Lorsqu'elle décide d'engager la conversation, il décide que cela signifie qu'il peut se retourner. Il se prépare mentalement à se montrer avenant et aimable, ou du moins à être moins grognon que ce qu'il peut être après n'avoir pu se raser qu'à moitié. En l'écoutant, il se rapproche de l'eau et remplit sa bassine pour pouvoir se raser tranquillement. De sa poche sort la lame de rasoir qu'il déplie d'un geste expert. Suffisamment aiguisée pour être une arme dangereuse, déguisée sous l'apparence d'un objet du quotidien. Quoiqu'il devait être l'un des seuls à utiliser encore ce genre de rasoir. Il ne s'était jamais fait aux récents, trouvant qu'ils manquaient de précision, sans parler qu'il avait l'habitude de son outil.

« Aye, aye, unusual it is. » Il passe la lame contre son cou deux fois avant de continuer, la débarrassant des poils restés en la passant dans l'eau. « As unusual as a woman naked on a rrrock at this hour o' the day, » renvoie-t-il au passage. C'est son tour de laisser un sourire étirer ses lèvres.

Le poil crisse au nouveau passage, et son cou et à moitié dégagé, offrant deux moitiés de visage totalement différentes. Il change le rasoir de main et observe brièvement son reflet dans l'eau avant de poursuivre d'une voix calme et tranquille, non sans jeter un regard à la créature taillée dans l'albâtre qui se dresse en statue parfaite. S'il était un artiste, il aurait sans nul doute trouvé sa muse.

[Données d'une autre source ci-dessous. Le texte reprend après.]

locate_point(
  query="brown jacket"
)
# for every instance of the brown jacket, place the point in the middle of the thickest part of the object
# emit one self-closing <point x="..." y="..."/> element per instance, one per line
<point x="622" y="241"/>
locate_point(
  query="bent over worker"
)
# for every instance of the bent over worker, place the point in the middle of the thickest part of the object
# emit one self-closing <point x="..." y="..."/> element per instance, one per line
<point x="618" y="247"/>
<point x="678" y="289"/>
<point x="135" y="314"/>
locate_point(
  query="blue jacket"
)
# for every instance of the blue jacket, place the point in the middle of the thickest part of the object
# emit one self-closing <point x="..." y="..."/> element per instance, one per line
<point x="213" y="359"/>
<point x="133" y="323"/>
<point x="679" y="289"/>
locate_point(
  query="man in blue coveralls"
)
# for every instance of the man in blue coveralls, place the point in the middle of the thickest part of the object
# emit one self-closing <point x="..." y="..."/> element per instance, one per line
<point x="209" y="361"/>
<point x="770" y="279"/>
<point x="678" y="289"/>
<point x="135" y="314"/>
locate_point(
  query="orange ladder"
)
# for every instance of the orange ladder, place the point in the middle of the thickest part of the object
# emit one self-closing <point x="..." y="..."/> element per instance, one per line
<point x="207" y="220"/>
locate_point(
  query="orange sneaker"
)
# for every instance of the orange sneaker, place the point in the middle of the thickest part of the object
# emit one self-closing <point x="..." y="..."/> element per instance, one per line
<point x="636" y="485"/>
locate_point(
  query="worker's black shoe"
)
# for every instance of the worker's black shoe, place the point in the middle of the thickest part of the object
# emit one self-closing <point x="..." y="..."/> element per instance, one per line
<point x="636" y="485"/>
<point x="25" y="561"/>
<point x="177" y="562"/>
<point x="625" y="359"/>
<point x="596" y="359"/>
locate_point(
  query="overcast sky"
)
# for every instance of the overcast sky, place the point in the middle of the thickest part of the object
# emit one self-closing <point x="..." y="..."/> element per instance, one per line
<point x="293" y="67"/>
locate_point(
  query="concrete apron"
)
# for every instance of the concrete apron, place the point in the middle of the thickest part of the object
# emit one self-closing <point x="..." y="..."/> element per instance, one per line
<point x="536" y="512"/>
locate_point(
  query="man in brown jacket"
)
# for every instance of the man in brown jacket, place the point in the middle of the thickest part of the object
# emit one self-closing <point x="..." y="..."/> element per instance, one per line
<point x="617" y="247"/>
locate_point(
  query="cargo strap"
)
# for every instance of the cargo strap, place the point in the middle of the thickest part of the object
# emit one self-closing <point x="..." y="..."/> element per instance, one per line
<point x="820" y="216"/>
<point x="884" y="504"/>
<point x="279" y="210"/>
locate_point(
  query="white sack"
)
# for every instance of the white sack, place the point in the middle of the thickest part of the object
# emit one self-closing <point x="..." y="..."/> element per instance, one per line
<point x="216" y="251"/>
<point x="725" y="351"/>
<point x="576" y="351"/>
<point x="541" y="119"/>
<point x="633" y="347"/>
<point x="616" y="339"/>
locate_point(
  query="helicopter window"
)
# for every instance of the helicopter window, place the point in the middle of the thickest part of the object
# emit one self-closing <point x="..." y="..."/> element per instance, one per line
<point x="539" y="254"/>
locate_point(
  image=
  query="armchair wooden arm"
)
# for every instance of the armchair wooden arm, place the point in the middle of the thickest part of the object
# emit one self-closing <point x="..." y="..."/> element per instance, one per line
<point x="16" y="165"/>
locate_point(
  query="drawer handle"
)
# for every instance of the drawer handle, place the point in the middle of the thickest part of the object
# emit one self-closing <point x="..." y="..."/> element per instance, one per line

« Anyway, if ye really arrrre insterrrested... I'm but a simple travelerr, curious tae explore the big world I live in, tae find every beauty I can, as I just find one. »
Il la regarde, le pied à terre devant sa bassine. Le regard dure, et dure, et dure. « So, what abou' ye ? »
Puis il baisse les yeux sur son eau et recommence à se raser en paix.